Our gloves are bright for two primary reasons
1) We overdrive our LED brightness
2) We choose energy-efficient LEDs.
To know how we do this it’s useful to know what LEDs are and how they work.
What are LEDs?
LEDs, or Light-Emitting-Diodes are a technology that converts electrical movement into light. Frankly put, they are awesome.
How do LEDs work?
LEDs work by forcing electrons to change energy states, releasing photons in the process. They do this by sandwiching two semiconductor materials together, forming a diode. One side has a surplus of electrons, making in negatively charged. The other side has a deficit of electrons, making it positively charged.
When electrons are forced into the diode, they are attracted to the negatively charged material. Specifically, they are attracted to positively ionized atoms on the other side of the diode. It is possible to flood an LED with electrons, resulting in a permanent chemical change to the LED materials.
These materials are sensitive and can only hold a certain amount of electrons at one time. Too many result in a permanent damage to the diode materials. However, at a resting state electrical charges force electrons into a corner of the diode, resulting in a sort of electron depletion.

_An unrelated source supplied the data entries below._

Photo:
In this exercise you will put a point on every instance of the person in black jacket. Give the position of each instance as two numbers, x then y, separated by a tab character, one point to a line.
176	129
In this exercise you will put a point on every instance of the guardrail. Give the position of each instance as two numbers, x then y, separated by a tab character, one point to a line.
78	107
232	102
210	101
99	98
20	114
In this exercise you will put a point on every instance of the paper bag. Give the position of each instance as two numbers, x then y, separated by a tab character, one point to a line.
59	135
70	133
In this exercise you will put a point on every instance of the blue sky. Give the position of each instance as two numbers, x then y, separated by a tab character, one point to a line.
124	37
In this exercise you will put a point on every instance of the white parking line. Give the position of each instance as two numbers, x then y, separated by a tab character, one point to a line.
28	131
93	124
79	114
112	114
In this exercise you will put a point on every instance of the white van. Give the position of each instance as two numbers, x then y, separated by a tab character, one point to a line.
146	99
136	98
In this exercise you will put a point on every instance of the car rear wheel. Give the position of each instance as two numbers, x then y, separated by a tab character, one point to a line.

This means something important to us:
LEDs can be overloaded with electrons after a resting state.
This is how a typical diode works. What makes an LED special is that when the electrons move from one side to the other, they must change energy states to fit into the empty space of the electron shell of the ionized atoms. And in order to change energy states, they must release a photon – a quantum unit of light.
The wavelength of the photon released depends on the magnitude of energy the electron changes, which depends on the chemical composition of the LED.
This means something else important to us:
Different colored LEDs have different quantum energy efficiencies.
Here’s how we take advantage of these two properties:
LED brightness is very hard to control. They are generally only on or off.
Many people who work with LEDs create the illusion of brightness control by intermittently turning the LED on and off faster than the human eye can see, using a process known as Pulse-Width-Modulation (PWM). In this way, an LED that is turned on and off 1000 times in one second will appear to be a fraction as bright as one that is on for the entire second.
We employ a similar technique as PWM to overload the LED with electrons for brief periods of time, but not so long as to damage the LED. This makes the LED appear nearly twice as bright as a regular LED.
Optimizing Quantum-Energy Efficiency
Knowing that each color LED has its own quantum efficiency allows us to pick a color that is both highly visible at a distance and energy efficient.
Blue light is most visible and red light is least visible. Yet blue light is least energy efficient and red light is most energy efficient.
In order to maximize both energy efficiency and visibility, we went with an amber LED. This allows Zackees Turn Signal Gloves to squeeze out 4-8 weeks out of a coin cell battery yet still be as bright as a halogen bulb, making cyclists visible to cars any time of day or night.